Depuis peu, Pierre Michon apparaît en France comme l'ultime figure du grand écrivain, la dernière incarnation de ce mythe qui a structuré le Lagarde et Michard et électrisé les auteurs désireux d'intégrer le panthéon des hommes de lettres. Toute la promotion des Onze dans les médias a insisté sur la haute valeur de ce livre mince produit par un grand homme cent fois sur le point de tout abandonner. Toute la promotion a insisté sur la qualité supérieure de ce chef-d'oeuvre que l'on a bien failli ne jamais pouvoir lire. On peut certes estimer que le superlatif naturel de la presse écrase tout et que la valse des éloges et des dithyrambes qui a accompagné la sortie des Onze ne vaut rien, ne dit rien, et qu'à la limite la bonne presse de Pierre Michon équivaut au bon accueil que les télévisions privées réservent à l'inoffensif Jean d'Ormesson. Un tel parallèle n'est pourtant pas possible. D'abord parce que la presse a très ouvertement présenté Michon comme un grand écrivain non parmi d'autres mais comme l'un des derniers issus d'une longue tradition. Ensuite parce que sa reconnaissance en tant qu'auteur de premier ordre tend à s'élargir et que pour la plupart de ceux qui en ont été les artisans Michon est incontestablement au-dessus ou au-delà. C'est cette idée qui, semble-t-il, gagne du terrain, infuse la grande presse, et qui explique l'étourdissant succès public du dernier livre sauvé du néant. Comment en vingt-cinq ans un auteur inconnu de la Creuse est-il passé du statut d'écrivain débutant à celui de grand écrivain ? Quels en ont été les étapes ? les moments clés ? les éléments déterminants ? Sept points peuvent être repérés dans cette ascension vers les cimes de la haute réputation, sept étapes, sept stations, qui rappellent que le talent, le génie, s'il est nécessaire, n'est jamais suffisant. La place de chaque grand auteur dans l'histoire littéraire, toujours mouvante, est liée à la qualité des textes produits mais aussi aux conditions de leur réception. Chaque itinéraire est singulier, celui de Pierre Michon est particulièrement instructif : il révèle ce qui est déterminant aujourd'hui dans la manière dont la grande littérature peut s'imposer. Pour Pierre Michon, nul doute qu'il ne s'agisse là d'un vrai combat. Dans son discours sur toutes ces questions la métaphore guerrière n'est jamais loin.

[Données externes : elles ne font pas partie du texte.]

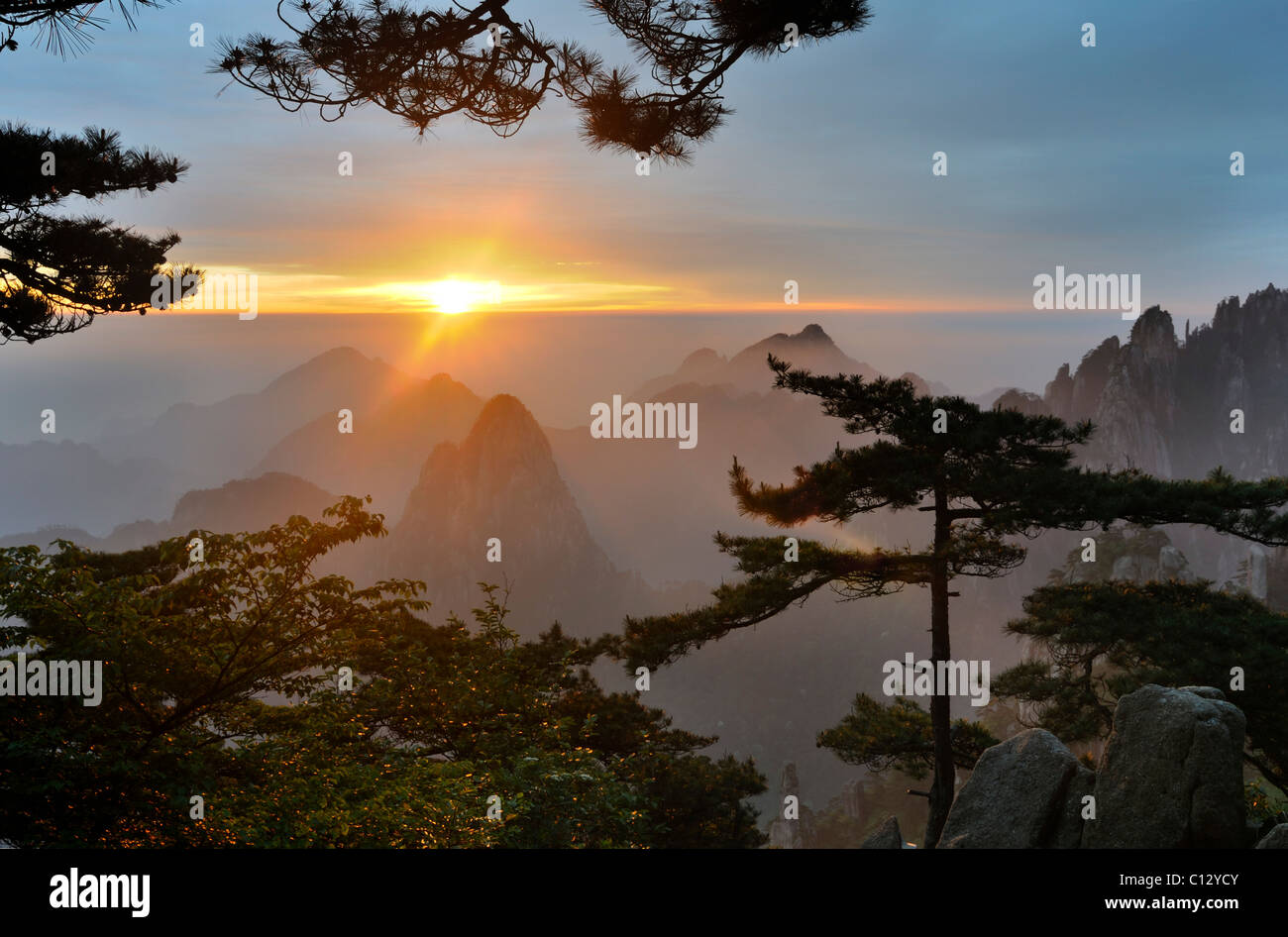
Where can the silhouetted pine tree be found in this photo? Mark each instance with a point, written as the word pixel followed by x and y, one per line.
pixel 982 475
pixel 477 60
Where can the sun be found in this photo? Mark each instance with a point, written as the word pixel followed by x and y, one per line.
pixel 454 296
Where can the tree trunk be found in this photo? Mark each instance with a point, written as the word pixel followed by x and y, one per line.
pixel 940 717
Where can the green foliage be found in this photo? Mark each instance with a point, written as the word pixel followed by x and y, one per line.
pixel 1100 641
pixel 222 682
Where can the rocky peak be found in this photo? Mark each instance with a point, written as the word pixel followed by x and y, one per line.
pixel 502 482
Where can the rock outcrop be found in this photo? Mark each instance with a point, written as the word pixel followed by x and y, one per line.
pixel 1024 793
pixel 1275 839
pixel 794 828
pixel 1171 778
pixel 1172 773
pixel 885 837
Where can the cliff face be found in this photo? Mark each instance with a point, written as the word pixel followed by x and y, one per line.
pixel 1164 405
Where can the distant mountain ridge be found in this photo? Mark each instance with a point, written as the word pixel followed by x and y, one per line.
pixel 498 493
pixel 233 507
pixel 1164 405
pixel 811 349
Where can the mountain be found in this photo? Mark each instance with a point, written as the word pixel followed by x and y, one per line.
pixel 501 482
pixel 655 506
pixel 1164 404
pixel 75 484
pixel 237 506
pixel 390 441
pixel 206 444
pixel 811 348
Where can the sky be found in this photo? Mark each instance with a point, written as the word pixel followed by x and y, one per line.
pixel 1111 158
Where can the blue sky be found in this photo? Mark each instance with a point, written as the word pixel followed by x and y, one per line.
pixel 1113 158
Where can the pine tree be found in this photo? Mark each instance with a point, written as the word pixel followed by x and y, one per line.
pixel 65 24
pixel 477 60
pixel 1100 641
pixel 984 476
pixel 56 271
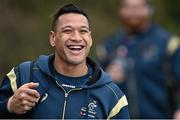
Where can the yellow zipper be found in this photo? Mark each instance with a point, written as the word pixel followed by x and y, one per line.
pixel 65 98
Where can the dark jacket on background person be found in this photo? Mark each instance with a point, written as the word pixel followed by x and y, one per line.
pixel 98 98
pixel 147 53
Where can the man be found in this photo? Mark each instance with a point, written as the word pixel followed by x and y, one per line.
pixel 65 85
pixel 146 48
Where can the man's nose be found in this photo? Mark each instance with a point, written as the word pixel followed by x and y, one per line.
pixel 76 36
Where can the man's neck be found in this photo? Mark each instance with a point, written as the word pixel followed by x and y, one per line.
pixel 70 70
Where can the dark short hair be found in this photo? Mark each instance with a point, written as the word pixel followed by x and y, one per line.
pixel 69 8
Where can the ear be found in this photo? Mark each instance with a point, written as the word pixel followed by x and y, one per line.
pixel 52 38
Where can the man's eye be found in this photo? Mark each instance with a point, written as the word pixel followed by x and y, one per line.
pixel 67 31
pixel 84 31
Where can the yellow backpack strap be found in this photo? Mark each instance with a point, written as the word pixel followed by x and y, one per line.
pixel 172 45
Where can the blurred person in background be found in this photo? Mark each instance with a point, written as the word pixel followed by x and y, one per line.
pixel 66 84
pixel 144 60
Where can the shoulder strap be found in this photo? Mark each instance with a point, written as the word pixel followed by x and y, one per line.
pixel 172 45
pixel 25 72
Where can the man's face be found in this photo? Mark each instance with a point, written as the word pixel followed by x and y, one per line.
pixel 134 13
pixel 72 38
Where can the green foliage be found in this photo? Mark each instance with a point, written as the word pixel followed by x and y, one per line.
pixel 25 25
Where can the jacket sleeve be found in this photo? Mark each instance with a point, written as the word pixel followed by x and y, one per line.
pixel 176 69
pixel 7 89
pixel 173 49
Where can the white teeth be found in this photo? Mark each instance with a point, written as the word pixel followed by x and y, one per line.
pixel 75 47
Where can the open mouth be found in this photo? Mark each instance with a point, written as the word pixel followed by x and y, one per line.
pixel 75 47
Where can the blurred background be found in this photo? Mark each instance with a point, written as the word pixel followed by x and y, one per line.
pixel 25 25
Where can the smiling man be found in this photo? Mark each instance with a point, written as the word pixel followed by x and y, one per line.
pixel 65 85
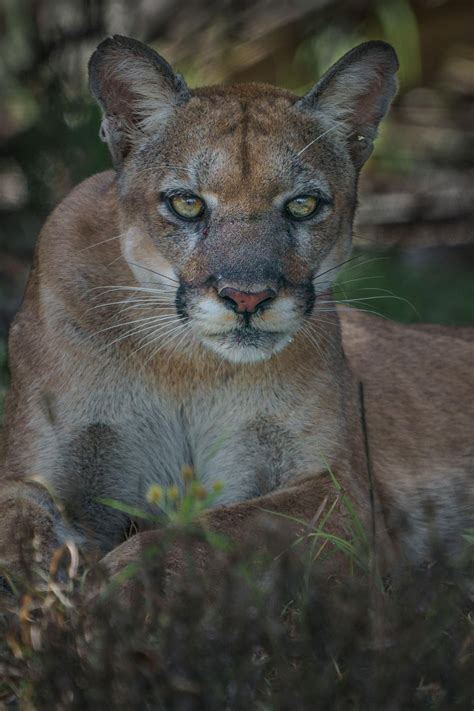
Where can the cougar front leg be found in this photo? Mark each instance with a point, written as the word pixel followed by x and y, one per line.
pixel 39 514
pixel 32 527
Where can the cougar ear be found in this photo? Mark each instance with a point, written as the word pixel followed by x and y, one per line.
pixel 136 89
pixel 355 93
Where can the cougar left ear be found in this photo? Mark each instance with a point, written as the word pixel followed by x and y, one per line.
pixel 354 95
pixel 136 89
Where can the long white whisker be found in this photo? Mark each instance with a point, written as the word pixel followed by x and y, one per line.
pixel 135 331
pixel 97 244
pixel 328 130
pixel 172 335
pixel 147 269
pixel 133 303
pixel 138 320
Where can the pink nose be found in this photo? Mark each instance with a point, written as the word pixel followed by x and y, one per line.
pixel 244 301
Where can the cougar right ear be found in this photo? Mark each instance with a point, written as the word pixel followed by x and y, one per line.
pixel 136 89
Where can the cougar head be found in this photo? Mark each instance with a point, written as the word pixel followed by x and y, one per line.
pixel 237 202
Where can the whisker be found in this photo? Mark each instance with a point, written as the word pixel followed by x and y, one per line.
pixel 147 269
pixel 97 244
pixel 134 303
pixel 138 289
pixel 135 331
pixel 129 323
pixel 172 335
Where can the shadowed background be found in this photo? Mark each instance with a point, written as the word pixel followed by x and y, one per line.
pixel 414 232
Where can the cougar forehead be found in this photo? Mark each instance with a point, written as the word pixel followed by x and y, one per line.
pixel 242 141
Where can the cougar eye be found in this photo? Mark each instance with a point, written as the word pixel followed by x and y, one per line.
pixel 190 207
pixel 303 206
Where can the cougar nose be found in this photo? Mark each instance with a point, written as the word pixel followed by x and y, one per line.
pixel 244 301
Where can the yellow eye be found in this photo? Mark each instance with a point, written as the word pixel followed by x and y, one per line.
pixel 188 206
pixel 302 206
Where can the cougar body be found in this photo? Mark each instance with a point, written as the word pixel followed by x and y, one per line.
pixel 179 312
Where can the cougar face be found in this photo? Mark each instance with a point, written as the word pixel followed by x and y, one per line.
pixel 237 202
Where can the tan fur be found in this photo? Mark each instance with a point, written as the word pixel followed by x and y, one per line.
pixel 99 409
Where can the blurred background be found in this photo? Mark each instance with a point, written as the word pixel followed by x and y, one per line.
pixel 414 233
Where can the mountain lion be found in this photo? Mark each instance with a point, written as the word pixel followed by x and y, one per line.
pixel 179 313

Olivier Bessard-Banquy. Reconnaissance de Pierre Michon. Pierre Michon, La lettre et son ombre, 2013. ⟨hal-02521424⟩ - lien externe
Citations
Bessard-Banquy, O. (2013). Reconnaissance de Pierre Michon. https://hal.science/hal-02521424v1
Bessard-Banquy, Olivier. Reconnaissance De Pierre Michon. Jan. 2013, https://hal.science/hal-02521424v1.
Bessard-Banquy, Olivier. 2013. “Reconnaissance De Pierre Michon.” https://hal.science/hal-02521424v1.
Bessard-Banquy, O. (2013) “Reconnaissance de Pierre Michon.” Available at: https://hal.science/hal-02521424v1.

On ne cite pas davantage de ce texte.